Of course, having a fulfilling winter season of life is premised not only on your body staying fit, but on your mind staying sharp. You can’t enjoy being physically spry, if you’ve lost your marbles. Unfortunately, just as your muscle mass declines with age, so does your cognitive function. Fluid intelligence goes down, hampering your ability to think and improvise on the fly, and your memory gets rusty. Age-related cognitive impairment can be mild, wherein you simply lose your keys and forget names more often, or it can be severe, in the form of dementia, which can cause, in addition to serious memory loss, debilitating issues around communication, thinking, and behavior which rob an individual of the ability to perform everyday tasks.
While not all forms of dementia can be prevented, the solution to those that can, as well as to garden variety age-related mental decline, is much the same as the solution to age-related physical atrophy: exercise. Cognitive exercise. The mind is much like a muscle: you either use it or lose it.

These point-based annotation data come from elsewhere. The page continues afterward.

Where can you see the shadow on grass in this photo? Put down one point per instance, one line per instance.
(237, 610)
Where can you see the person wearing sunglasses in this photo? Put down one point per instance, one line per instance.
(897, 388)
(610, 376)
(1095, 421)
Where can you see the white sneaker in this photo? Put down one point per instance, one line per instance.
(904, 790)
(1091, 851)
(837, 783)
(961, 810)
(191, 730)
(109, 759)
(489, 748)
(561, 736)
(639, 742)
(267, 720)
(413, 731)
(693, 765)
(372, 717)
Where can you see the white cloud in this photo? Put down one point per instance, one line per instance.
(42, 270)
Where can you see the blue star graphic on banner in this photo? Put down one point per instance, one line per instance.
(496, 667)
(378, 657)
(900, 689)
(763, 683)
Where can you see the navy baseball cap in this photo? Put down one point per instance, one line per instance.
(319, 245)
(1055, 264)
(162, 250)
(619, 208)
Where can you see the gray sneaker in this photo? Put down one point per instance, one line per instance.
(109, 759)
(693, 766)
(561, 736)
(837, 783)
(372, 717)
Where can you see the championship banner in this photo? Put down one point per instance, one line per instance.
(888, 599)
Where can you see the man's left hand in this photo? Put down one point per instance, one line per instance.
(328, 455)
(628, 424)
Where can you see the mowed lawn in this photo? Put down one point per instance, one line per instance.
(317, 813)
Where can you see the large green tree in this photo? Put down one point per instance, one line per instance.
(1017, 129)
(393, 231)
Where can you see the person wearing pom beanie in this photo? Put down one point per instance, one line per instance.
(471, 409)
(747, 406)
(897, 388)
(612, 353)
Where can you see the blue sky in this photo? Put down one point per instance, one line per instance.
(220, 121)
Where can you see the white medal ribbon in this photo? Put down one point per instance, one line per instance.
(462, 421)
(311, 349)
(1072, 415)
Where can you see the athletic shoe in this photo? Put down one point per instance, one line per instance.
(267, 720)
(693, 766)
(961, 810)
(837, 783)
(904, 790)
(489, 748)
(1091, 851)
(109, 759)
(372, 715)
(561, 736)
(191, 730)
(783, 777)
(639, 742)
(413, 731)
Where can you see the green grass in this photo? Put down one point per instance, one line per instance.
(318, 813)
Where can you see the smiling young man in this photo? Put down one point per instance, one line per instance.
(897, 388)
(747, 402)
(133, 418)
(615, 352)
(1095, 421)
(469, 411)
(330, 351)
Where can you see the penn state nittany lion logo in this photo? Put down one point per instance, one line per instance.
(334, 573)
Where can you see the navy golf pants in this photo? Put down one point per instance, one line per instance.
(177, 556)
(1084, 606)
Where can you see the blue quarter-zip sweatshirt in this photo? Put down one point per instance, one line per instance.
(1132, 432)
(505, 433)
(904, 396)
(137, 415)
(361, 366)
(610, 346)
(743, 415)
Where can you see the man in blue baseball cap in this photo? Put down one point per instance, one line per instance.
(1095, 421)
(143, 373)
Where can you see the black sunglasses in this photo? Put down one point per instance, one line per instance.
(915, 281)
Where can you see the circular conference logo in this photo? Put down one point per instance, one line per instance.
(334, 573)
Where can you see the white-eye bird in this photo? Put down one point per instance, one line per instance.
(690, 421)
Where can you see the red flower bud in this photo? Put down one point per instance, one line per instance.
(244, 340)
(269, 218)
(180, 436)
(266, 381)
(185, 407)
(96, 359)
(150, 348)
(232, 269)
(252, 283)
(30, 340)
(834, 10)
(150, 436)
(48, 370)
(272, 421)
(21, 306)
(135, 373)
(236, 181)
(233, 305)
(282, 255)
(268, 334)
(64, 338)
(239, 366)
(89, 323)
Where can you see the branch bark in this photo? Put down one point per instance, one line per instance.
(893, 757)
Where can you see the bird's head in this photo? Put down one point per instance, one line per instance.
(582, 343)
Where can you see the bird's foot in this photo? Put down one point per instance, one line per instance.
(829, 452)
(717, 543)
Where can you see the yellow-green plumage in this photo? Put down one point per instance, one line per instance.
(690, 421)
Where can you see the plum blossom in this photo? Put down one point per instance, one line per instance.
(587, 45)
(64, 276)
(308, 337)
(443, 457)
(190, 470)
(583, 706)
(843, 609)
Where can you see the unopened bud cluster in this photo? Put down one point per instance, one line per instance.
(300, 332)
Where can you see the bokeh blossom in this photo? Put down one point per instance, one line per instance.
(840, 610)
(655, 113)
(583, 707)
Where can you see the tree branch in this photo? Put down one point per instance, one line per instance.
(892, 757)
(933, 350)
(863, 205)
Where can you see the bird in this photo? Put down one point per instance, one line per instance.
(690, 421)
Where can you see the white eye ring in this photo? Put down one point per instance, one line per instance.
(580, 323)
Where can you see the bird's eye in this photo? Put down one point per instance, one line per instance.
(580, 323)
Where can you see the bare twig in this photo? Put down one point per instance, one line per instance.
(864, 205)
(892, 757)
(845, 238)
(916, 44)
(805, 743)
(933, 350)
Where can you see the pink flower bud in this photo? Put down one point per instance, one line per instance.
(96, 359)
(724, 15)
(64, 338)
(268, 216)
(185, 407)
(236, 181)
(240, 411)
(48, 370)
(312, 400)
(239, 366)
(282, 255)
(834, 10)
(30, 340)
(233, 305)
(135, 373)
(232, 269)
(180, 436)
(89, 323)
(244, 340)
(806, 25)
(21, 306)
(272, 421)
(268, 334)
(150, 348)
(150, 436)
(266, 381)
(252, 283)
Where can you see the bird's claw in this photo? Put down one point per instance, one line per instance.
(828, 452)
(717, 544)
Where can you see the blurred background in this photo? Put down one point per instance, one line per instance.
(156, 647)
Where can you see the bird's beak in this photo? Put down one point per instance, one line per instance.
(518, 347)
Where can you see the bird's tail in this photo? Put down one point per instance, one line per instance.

In response to this recommendation, companies have popped up selling older people programs and apps that promise to exercise the brain in ways that will stave off cognitive deterioration. Just play a fun brain game for 15 minutes a day, they say, and you can stay mentally fit as you get older.
But the research doesn’t back up the claims of these brain-training companies. Instead of increasing overall cognition, playing these games just makes you better at those games. There’s no transfer to the real world.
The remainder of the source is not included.